And as I chatted with Kelsey and Cesar, I wondered about the different reasons a society might turn away from Christianity. Spaniards appear to have revolted against a heavy-handed, authoritarian church.

Will the next generation of Americans turn away from complacent comfortable Christianity? Is this why millennials in America are already leaving the church?

At the Bible study, Jordan and I met more Americans, a guy from Brazil, some Germans, some Chinese, perhaps a Vulcan, and even a few Spaniards. As they spoke that night, John in English, Brandi in Spanish, I couldn’t help but scan the room, looking at faces from around the world. I loved it.

We were not divided by countries or by race, but we were all of God’s children, together.

When the lesson ended, Brandi prayed in Spanish, which I do not speak, but I was nevertheless moved every time I heard her say Señor, a Spanish word for God.

As the group departed to catch the next train back to Barcelona, Jordan and I said goodbye to Brandi and John. I told them how much I’d enjoyed Spain and explained the thoughts behind this book a little more.

“I’m a wired skeptic,” Brandi said. “I joke with John that I often flow in the ‘gift of disbelief.’ In the States, there was enough Christian culture to propel me along. I was in constant church services, Bible studies, girls’ groups, Sunday school, fellowship nights — just constant. This created a dichotomy. I was trapped, and I was safe. I couldn’t deal with the real thoughts going through my head, yet I was in the current enough to be lulled along from week to week to still ‘be good and live for God.’”

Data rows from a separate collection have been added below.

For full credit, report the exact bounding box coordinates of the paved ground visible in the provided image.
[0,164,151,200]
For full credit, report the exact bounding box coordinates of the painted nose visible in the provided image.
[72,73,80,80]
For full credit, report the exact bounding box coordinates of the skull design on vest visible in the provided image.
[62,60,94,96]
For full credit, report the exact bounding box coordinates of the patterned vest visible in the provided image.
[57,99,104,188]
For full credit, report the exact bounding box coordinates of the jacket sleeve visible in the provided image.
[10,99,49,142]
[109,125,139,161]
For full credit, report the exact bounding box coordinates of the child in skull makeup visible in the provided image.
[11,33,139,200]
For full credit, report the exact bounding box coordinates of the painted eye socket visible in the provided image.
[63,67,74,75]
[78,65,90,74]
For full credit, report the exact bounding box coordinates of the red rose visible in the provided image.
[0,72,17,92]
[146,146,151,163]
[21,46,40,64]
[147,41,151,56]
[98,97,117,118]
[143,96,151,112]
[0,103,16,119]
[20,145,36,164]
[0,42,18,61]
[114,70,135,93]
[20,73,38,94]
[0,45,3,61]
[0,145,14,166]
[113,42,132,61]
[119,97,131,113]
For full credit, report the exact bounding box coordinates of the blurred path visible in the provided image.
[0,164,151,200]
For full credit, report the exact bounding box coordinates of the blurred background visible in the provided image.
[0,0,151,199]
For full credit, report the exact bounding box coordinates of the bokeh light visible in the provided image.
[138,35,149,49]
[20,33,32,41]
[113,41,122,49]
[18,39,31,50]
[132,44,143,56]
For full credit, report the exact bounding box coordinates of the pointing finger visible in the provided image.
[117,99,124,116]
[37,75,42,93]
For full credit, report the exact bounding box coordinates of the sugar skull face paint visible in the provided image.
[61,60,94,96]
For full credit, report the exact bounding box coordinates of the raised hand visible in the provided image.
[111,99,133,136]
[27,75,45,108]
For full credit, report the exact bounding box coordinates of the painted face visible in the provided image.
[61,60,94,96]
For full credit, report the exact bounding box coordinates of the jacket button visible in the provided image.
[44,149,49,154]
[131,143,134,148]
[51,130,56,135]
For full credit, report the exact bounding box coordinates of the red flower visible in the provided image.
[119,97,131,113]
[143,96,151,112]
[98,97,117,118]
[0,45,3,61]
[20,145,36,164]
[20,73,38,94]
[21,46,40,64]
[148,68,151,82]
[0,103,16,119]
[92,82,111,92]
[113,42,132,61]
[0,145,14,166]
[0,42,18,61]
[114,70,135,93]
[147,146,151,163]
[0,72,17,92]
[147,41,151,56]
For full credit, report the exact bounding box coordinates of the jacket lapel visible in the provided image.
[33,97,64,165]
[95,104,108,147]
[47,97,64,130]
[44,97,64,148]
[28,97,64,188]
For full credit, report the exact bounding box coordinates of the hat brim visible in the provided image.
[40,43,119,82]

“And living here?” I asked.

Living in Europe, all of those safeguards are gone. There’s no one dragging you to church. There’s no commitment to read the Word or pray. There’s no weekly structure that will keep you on the straight and narrow. Here you have to want it, and you have to fight for it. Living here has opened my mind and eyes, and has been shocking and also liberating. I still maintain most of the ‘fundamentals’ I was raised with in the US, but I also recognize that my world is not the world.

I thought a lot about the things Brandi said as Jordan and I waited at Les Planes station for the train to take us back into Barcelona, and I’ve thought about them a lot since then. It’s important to reflect on how much of my faith is shaped by where I live on a map. I’m thankful to have grown up in Alabama, I truly am, but talking to people who have their faith questioned on a daily basis, I felt keenly aware of how complacent my own faith had become. How complacent most of us have become in the comfortable Bible Belt.

I could be wrong here — my next seminary course will be my first — but when I read the New Testament, I don’t see any promises of a comfortable life. I usually see promises of the opposite.

But comfortable might be the perfect word to describe life back home. It’s really only when people make their lives uncomfortable, by giving away possessions or adopting a bunch of children, that we start questioning them and calling them zealots. I don’t want you to think I’m yearning for the days of a post-Christian America, though those days very well may be coming. It’s just that Jesus said the world would hate us because of Him, and I’ve never really felt it.

Maybe if my Christian life feels comfortable, I’m doing it wrong.